Renfrewshire Council are working closely with Scottish Fire and Rescue and Police Scotland to ensure that local communities remain safe on Bonfire Night and will have additional warden and police patrols in the lead up and on the night, regular checks on local fireworks sellers, and will remove potential bonfire material in advance.

Councillor Marie McGurk, Convener of Renfrewshire Council’s Communities, Housing and Planning Policy Board, said: “While it’s disappointing that we cannot hold our annual fireworks display, we must respect the times we are in and I would ask our local communities not to hold their own displays.

“It’s important that we do all we can to suppress the virus and groups of people should not be meeting up at this time.

“We must also consider the safety of anyone creating their own bonfire or setting off fireworks as this should only be carried out by trained professionals, so please avoid personal displays.

“This is often the busiest night of the year for our Fire Service so let’s work together to protect them, reduce the need to attend unnecessary calls and allow them to focus on saving lives where they are required.”

The Scottish Fire and Rescue Service have provided virtual presentations to local schools on the dangers of fireworks and will provide an enhanced response on Bonfire Night to tackle any out of control fires.

Firefighters attended more than 2300 deliberate fires during the four-week period leading to Bonfire Night 2019 and on 5 November last year, Operations Control received 882 calls from members of the public and crews responded to more than 350 bonfires within an eight-hour period – with six recorded attacks on firefighters.

Deputy Assistant Chief Officer (DACO) Alasdair Perry, Scottish Fire and Rescue Service’s Head of Prevention and Protection, said: “First and foremost we would urge all of our communities to follow advice and guidelines around social distancing to help mitigate the spread of COVID-19.

“We know this means that people may consider hosting their own events this year, but we would urge caution around doing so because every year people are injured by fireworks and admitted to hospital – and children are particularly at risk.”

“This is already a traditionally busy period of the year for ourselves and our partners, and it is very important that we maintain an ability to respond to other emergencies.

“We are therefore strongly encouraging anyone who does wish to host a private event to reduce the risk by ensuring to familiarise themselves with our firework code and fire safety guidance.
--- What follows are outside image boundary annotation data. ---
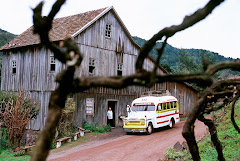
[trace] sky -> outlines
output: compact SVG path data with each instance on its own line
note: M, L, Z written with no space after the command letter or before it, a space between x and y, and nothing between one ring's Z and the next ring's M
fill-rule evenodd
M32 26L32 9L41 0L1 0L0 28L21 34ZM55 0L45 0L47 15ZM113 6L132 36L150 39L165 27L178 25L208 0L67 0L56 17ZM240 58L240 0L226 0L206 19L168 39L177 48L206 49Z

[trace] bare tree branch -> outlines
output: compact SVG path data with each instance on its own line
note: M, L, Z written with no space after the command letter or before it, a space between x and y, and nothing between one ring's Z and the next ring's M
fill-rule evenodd
M216 126L214 125L213 121L210 119L204 118L203 115L199 116L198 119L200 121L202 121L205 125L208 126L208 129L209 129L209 132L211 135L211 140L212 140L212 142L217 150L217 153L218 153L218 160L225 161L225 158L224 158L223 152L222 152L223 148L222 148L221 142L218 139L217 129L216 129Z
M236 123L236 121L234 119L234 108L235 108L236 102L239 99L239 97L240 97L240 94L238 94L236 96L236 98L235 98L235 100L234 100L234 102L232 104L232 111L231 111L231 121L232 121L232 124L233 124L234 128L237 130L238 133L240 133L240 128L238 127L238 125L237 125L237 123Z
M155 43L158 40L161 40L164 36L171 37L175 33L182 31L186 28L193 26L199 21L203 20L207 17L219 4L221 4L224 0L211 0L209 3L202 9L197 10L191 16L186 16L183 22L180 25L173 25L171 27L166 27L155 34L149 41L147 41L142 47L137 62L136 62L136 71L141 72L144 59L148 56L148 53L153 48Z
M58 60L60 60L64 64L67 64L67 69L61 72L61 74L59 74L56 79L56 81L59 83L59 87L51 94L48 118L43 131L39 135L36 149L33 153L31 160L35 161L46 159L55 134L57 124L61 116L62 108L64 108L65 106L65 100L68 94L82 92L89 88L98 86L120 89L130 85L149 86L153 85L153 83L162 83L166 81L180 83L192 82L199 85L208 86L208 88L203 92L203 94L193 107L193 110L189 115L183 128L183 136L187 140L188 146L190 147L189 149L193 160L200 160L199 150L194 136L194 122L207 110L213 110L213 108L207 109L207 105L217 101L218 98L228 96L229 99L225 99L226 103L228 101L231 101L230 95L233 92L231 90L231 86L240 84L240 79L214 82L212 75L214 75L219 70L227 68L240 70L240 63L225 62L215 65L207 64L204 66L204 71L202 73L196 74L157 75L156 65L159 64L159 60L164 50L164 46L166 45L166 39L162 48L158 52L159 55L157 58L157 63L155 64L155 68L153 69L153 71L144 71L142 69L142 66L144 60L147 58L148 53L153 48L156 41L161 40L164 36L166 38L169 38L175 33L191 27L192 25L196 24L197 22L208 16L213 11L213 9L220 5L223 1L224 0L211 0L204 8L197 10L191 16L186 16L180 25L164 28L156 35L154 35L148 42L146 42L146 44L140 51L136 62L135 74L124 77L91 77L77 79L74 79L74 72L75 68L81 64L82 56L75 42L68 36L67 39L64 41L63 45L57 46L55 43L50 42L48 37L52 25L52 20L56 13L60 10L62 4L64 4L65 0L57 0L48 17L41 16L43 3L40 3L34 9L34 32L39 34L42 44L49 48ZM215 141L214 145L216 146L216 149L219 153L219 159L224 160L224 157L222 155L222 147L217 139L214 124L203 117L199 118L209 126L210 133L213 134L212 140Z

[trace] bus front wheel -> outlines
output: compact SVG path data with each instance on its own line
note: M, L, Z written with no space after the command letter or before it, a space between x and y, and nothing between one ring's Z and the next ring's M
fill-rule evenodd
M174 119L172 118L172 119L170 120L169 125L168 125L169 128L170 128L170 129L173 128L174 124L175 124L175 121L174 121Z
M147 127L147 134L150 135L152 132L153 132L153 126L151 123L149 123Z

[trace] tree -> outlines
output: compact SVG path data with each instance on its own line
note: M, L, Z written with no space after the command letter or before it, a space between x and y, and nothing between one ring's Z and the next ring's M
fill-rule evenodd
M183 136L186 139L192 158L195 161L200 160L199 150L194 136L194 123L196 119L204 122L209 127L213 145L218 152L218 159L225 160L222 153L222 146L217 137L217 131L212 120L204 118L205 113L224 108L231 102L235 102L240 97L240 79L229 79L215 81L213 75L222 69L234 69L240 71L240 63L236 62L222 62L218 64L203 63L203 69L200 73L192 74L160 74L156 73L157 66L161 59L164 47L166 46L168 38L175 33L187 29L195 25L197 22L207 17L218 5L224 0L210 0L208 4L202 9L197 10L190 16L186 16L180 25L166 27L156 33L150 40L148 40L138 55L136 61L136 73L130 76L116 76L116 77L90 77L90 78L74 78L75 68L81 65L82 56L77 45L68 35L64 40L63 45L57 46L50 42L48 33L51 29L51 24L54 16L60 10L65 0L57 0L53 5L52 10L46 17L41 16L43 3L40 3L33 11L34 33L39 34L41 42L49 48L54 56L66 64L67 67L58 76L56 81L59 86L52 92L49 102L49 112L44 129L38 136L36 148L31 160L45 160L54 138L56 127L61 117L62 109L65 106L65 101L70 93L77 93L93 87L104 86L108 88L120 89L130 85L139 85L151 87L155 83L162 83L165 81L175 82L190 82L196 83L206 87L197 103L189 114L187 121L183 128ZM147 58L148 53L154 47L157 41L163 41L163 45L157 50L158 56L155 67L152 72L147 72L143 69L143 62ZM223 99L224 104L220 106L213 106L219 99ZM234 109L234 106L233 106ZM234 112L234 110L233 110ZM234 116L234 115L233 115ZM234 117L233 117L234 122ZM236 125L237 129L237 125Z
M196 73L200 72L201 66L198 66L196 60L184 49L180 50L178 55L179 63L177 73Z

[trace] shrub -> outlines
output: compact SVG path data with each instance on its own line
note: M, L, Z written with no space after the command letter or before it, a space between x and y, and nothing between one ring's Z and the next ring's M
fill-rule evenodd
M112 130L110 125L99 126L99 124L96 122L92 122L91 124L89 124L87 121L83 121L83 128L86 130L90 130L92 132L99 132L99 133L105 133Z
M5 127L1 127L1 131L0 131L0 151L6 150L8 148L10 148L10 142L9 142L9 139L8 139L7 129Z
M12 147L19 147L28 121L37 116L39 108L25 91L19 91L17 95L13 92L1 92L0 97L0 114L7 129L8 139Z

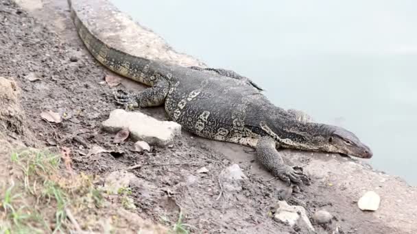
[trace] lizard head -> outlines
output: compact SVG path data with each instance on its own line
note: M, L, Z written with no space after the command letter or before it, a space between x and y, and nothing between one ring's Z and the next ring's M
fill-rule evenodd
M329 135L323 139L321 150L348 155L364 159L372 157L370 148L362 143L353 133L342 127L332 126Z

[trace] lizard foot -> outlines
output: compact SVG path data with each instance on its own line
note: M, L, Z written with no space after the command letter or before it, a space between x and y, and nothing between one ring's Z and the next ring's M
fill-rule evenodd
M122 90L117 90L117 91L113 92L113 95L117 104L124 106L126 109L132 109L139 106L134 94L128 94Z
M291 185L291 183L304 183L305 185L310 184L310 179L302 172L302 168L299 166L290 167L286 166L285 168L279 170L276 173L277 177L288 186Z

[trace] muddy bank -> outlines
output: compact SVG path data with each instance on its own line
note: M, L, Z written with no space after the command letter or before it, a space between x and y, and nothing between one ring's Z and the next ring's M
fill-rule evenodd
M104 184L104 178L120 168L146 165L130 171L135 176L130 183L130 196L136 207L134 212L157 222L171 226L178 220L180 207L182 222L189 225L188 229L193 233L305 231L303 227L289 227L274 220L271 213L279 201L278 192L285 185L271 179L270 174L254 161L254 154L245 151L247 148L207 140L186 132L176 138L172 147L154 147L150 153L131 151L132 141L112 143L114 135L99 127L110 111L117 108L112 88L103 82L110 73L87 53L78 38L67 1L20 0L22 10L8 1L0 2L0 76L15 77L22 89L27 127L37 139L27 144L70 148L74 169L102 178L98 184ZM108 17L111 16L109 14ZM133 32L136 30L130 29ZM127 40L126 47L137 48L141 46L138 43L149 42L141 40L141 36L149 38L152 34L146 31L129 38L114 31L112 36L113 40ZM175 56L161 55L167 53ZM155 57L160 55L172 62L185 56L169 47L152 54ZM28 79L31 73L39 79ZM117 88L145 88L123 78L121 83ZM41 120L40 112L49 109L60 113L62 122L49 124ZM160 120L167 118L163 108L141 112ZM75 136L85 144L75 140ZM123 153L88 155L88 150L94 146ZM305 208L318 233L417 232L417 227L413 226L417 222L413 209L417 206L417 190L401 179L339 155L291 151L285 154L291 163L305 165L312 178L310 186L302 187L287 202ZM239 190L226 191L220 186L218 175L234 164L240 166L247 179L242 181ZM208 172L197 172L202 167ZM364 212L356 205L368 190L377 192L381 198L377 211ZM314 222L311 216L322 209L334 216L331 223Z

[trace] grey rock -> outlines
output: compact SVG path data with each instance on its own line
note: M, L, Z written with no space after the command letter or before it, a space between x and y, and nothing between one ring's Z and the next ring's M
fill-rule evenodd
M318 211L313 215L313 219L319 224L324 224L329 222L333 216L331 213L325 210Z
M207 169L205 166L197 170L197 173L207 173L208 172L208 169Z
M305 209L298 205L290 205L285 200L278 203L278 208L274 216L276 221L287 224L290 226L298 224L306 226L309 231L315 231L310 220L307 217Z
M172 121L160 121L139 112L128 112L117 109L110 112L102 128L115 133L127 128L135 140L165 146L172 142L174 136L181 135L181 125Z
M220 177L226 181L235 181L247 179L237 164L233 164L220 172Z
M381 198L376 192L368 191L359 198L357 206L363 211L376 211L379 207Z
M228 192L241 191L241 182L247 178L237 164L224 168L219 175L219 183L222 183L223 189Z
M149 152L151 151L151 146L150 146L149 144L147 144L146 142L139 140L134 143L132 151L135 152L147 151Z
M130 180L136 177L126 170L117 170L110 173L104 181L104 190L112 194L117 194L121 188L128 187Z
M186 179L186 183L187 185L191 185L197 183L198 178L193 174L189 174Z
M76 56L71 56L71 57L69 58L69 61L75 62L78 61L78 58Z

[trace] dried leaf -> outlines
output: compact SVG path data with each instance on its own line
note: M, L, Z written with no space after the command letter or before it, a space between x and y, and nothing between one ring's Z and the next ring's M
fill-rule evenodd
M113 139L113 143L121 143L125 141L129 137L129 129L123 129L115 135L115 139Z
M97 154L100 153L110 153L110 151L105 150L103 148L102 148L101 146L99 146L97 145L95 145L93 147L91 147L91 148L90 149L90 151L87 153L87 155L90 156L90 155L97 155Z
M133 148L132 149L132 151L134 152L142 152L143 151L147 151L149 152L151 151L151 147L146 142L141 140L134 143L133 145Z
M120 82L121 81L121 79L120 79L120 77L116 77L110 74L107 74L106 75L105 79L106 82L107 82L107 84L110 88L119 86L120 84Z
M40 117L44 120L51 122L61 122L61 116L58 113L51 111L42 112Z
M73 174L73 170L72 168L72 159L71 159L71 150L67 147L62 147L61 150L61 153L62 155L62 159L64 160L64 164L65 165L65 168L67 168L67 171L70 174Z

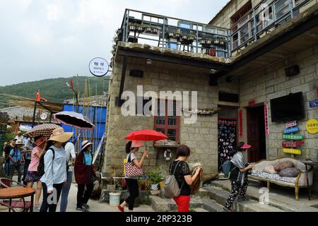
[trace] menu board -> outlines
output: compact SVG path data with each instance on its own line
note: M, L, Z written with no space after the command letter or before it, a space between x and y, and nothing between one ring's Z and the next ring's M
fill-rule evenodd
M237 120L218 120L218 168L236 153Z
Do not take risks because the consequences can be devastating.”

Police Scotland will provide additional officers in Renfrewshire to support the Wardens and Fire Service and will attend any illegal bonfires or fireworks incidents in the local area.

Chief Superintendent Alan Murray, divisional commander for Renfrewshire and Inverclyde, sad: “We are committed to preserving public safety regardless of the anticipated reduction in people travelling to and attending organised events this year.
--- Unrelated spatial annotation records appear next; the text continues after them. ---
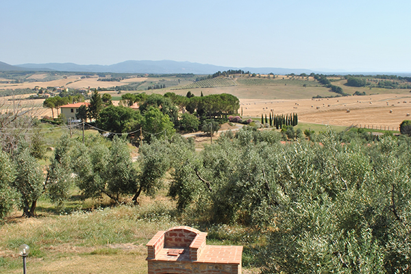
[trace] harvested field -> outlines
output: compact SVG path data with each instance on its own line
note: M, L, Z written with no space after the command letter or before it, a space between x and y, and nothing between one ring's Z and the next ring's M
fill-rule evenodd
M377 95L316 99L240 99L244 117L295 112L299 121L349 126L364 125L396 129L411 113L411 95ZM317 109L317 108L319 108ZM349 110L349 112L347 112ZM392 112L390 113L390 110Z

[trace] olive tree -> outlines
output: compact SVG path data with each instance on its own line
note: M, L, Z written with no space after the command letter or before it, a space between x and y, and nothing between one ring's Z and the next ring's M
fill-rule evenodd
M0 220L12 208L16 192L11 188L14 181L16 171L12 160L0 150Z
M35 216L37 200L44 190L41 166L27 148L20 148L14 156L16 179L12 186L20 194L20 207L26 217Z

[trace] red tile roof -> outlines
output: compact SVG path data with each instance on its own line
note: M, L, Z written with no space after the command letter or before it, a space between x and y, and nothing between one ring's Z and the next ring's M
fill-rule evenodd
M88 105L90 105L90 103L80 102L80 103L68 103L67 105L62 105L60 108L79 108L83 105L86 105L86 106L88 107Z

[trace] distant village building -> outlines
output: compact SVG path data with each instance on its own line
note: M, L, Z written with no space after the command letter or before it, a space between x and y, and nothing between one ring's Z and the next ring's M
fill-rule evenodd
M62 114L64 114L67 120L76 120L75 114L79 112L79 108L82 105L86 105L88 108L90 103L80 102L75 103L68 103L60 107Z
M138 103L139 103L138 102L134 103L134 104L132 104L132 105L130 105L130 108L132 108L134 110L138 110L138 108L140 107L138 105Z

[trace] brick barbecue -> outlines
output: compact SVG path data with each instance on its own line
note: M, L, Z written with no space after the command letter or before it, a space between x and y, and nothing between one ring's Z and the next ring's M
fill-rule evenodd
M146 245L149 274L240 274L242 247L208 245L206 232L180 226Z

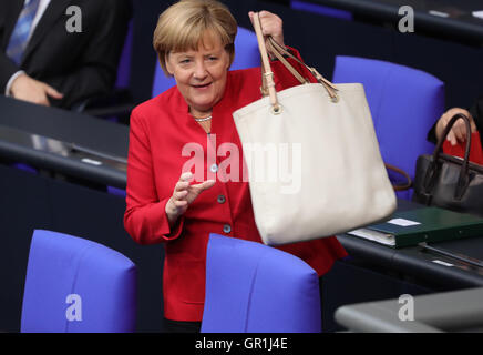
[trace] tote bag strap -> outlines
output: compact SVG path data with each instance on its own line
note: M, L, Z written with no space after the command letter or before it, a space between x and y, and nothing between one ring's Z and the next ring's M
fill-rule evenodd
M337 94L337 88L327 79L325 79L315 68L308 67L302 61L300 61L297 57L292 55L289 51L287 51L284 47L281 47L277 41L275 41L271 37L268 37L267 44L265 43L264 34L261 32L261 24L259 13L256 12L254 14L254 29L257 34L258 48L261 55L261 93L265 97L270 97L270 104L273 105L274 113L279 112L280 105L277 99L277 92L275 90L275 81L274 81L274 72L270 68L270 61L268 59L267 45L270 52L277 57L277 59L290 71L290 73L300 82L308 83L309 81L305 79L286 59L285 57L289 57L306 67L312 75L317 79L319 83L321 83L330 99L333 102L339 101L339 97ZM284 57L285 55L285 57Z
“Policing alone cannot tackle bonfire related disorder and this is why, every year, we work in close collaboration with our emergency services partners to highlight and mitigate the risks associated with reckless behaviour around fireworks. Any behaviour which puts our communities at risk, or endangers the safety of our officers and other emergency service personnel, will not be tolerated.

“Parents and guardians of young people also have a vital role to play and I would ask you to have very frank conversations with those in your care about the risks of getting involved in violence and disorder.

“The Chief Constable has made it clear that we are asking people to take personal responsibility to do the right thing to aid the collective effort to stay safe, protect others and save lives by preventing the virus from spreading.”